One Main Point

Staying on Track

Gail Boenning
100 Naked Words
2 min readMar 9, 2017

--

Pexels

Struggling. Why am I struggling to write this? I started yesterday, but it wasn’t shaping up. I deleted most of it and started over. I’ve been at it for about an hour today.

Write. Delete. Re-write. Delete. Re-write again.

This is it. I’m spitting it out and publishing. I know my main point. By the time I’m finished, hopefully you will, too.

Sometimes on Tuesdays, I step outside of normal.

The local movie theater offers five dollar movies on Tuesdays. This morning at nine fifty-three, I settled in my seat just in time to be reminded to silence my cell phone and watch previews of the up and coming films. I was exactly where I belonged.
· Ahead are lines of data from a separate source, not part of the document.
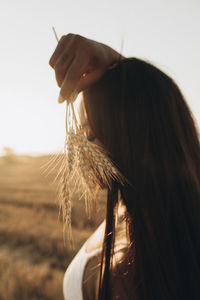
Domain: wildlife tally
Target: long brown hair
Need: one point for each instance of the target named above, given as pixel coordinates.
(141, 117)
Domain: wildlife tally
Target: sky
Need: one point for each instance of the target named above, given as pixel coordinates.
(165, 32)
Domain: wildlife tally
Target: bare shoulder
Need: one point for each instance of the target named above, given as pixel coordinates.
(120, 278)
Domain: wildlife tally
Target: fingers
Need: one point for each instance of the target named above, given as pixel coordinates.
(63, 44)
(74, 76)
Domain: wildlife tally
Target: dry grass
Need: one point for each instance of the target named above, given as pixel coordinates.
(33, 257)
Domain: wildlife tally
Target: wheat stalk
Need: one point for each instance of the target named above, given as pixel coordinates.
(84, 164)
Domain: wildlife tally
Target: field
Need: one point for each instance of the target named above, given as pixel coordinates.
(33, 257)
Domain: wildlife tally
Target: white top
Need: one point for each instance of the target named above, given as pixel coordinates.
(73, 277)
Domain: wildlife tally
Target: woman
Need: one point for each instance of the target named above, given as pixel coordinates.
(140, 117)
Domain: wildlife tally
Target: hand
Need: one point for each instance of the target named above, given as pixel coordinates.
(78, 62)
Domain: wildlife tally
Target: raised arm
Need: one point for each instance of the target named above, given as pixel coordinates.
(78, 62)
As I drove to the theater, I told myself this outing was definitely not a guilty pleasure. Not a guilty pleasure.

Storytellers need to hear other people’s stories.

They are food for the mind.

Today, I chose the movie Lion, a true story — adapted from the book A Long Way Home by Saroo Brierly. And here is where I keep getting myself into trouble as a writer — trying to summarize the movie. It is not my story to tell. Saroo has already told it from his perspective and I cannot do it justice.

I will simply say I recommend seeing the movie or, reading the book.

I could write ten stories and tie them back to things Lion caused me to think about, but I won’t start that here. That is exactly what keeps knocking me off track.

The movie stirred up all sorts of curiosity, synchronicity and ideas.

What I will do is repeat my one main point.

I went to the movie on a Tuesday morning. It stretched me in several directions. It fed my mind and left me curious for more. It was not a guilty pleasure.

Storytellers need to hear other people’s sories. It helps us to grow our own.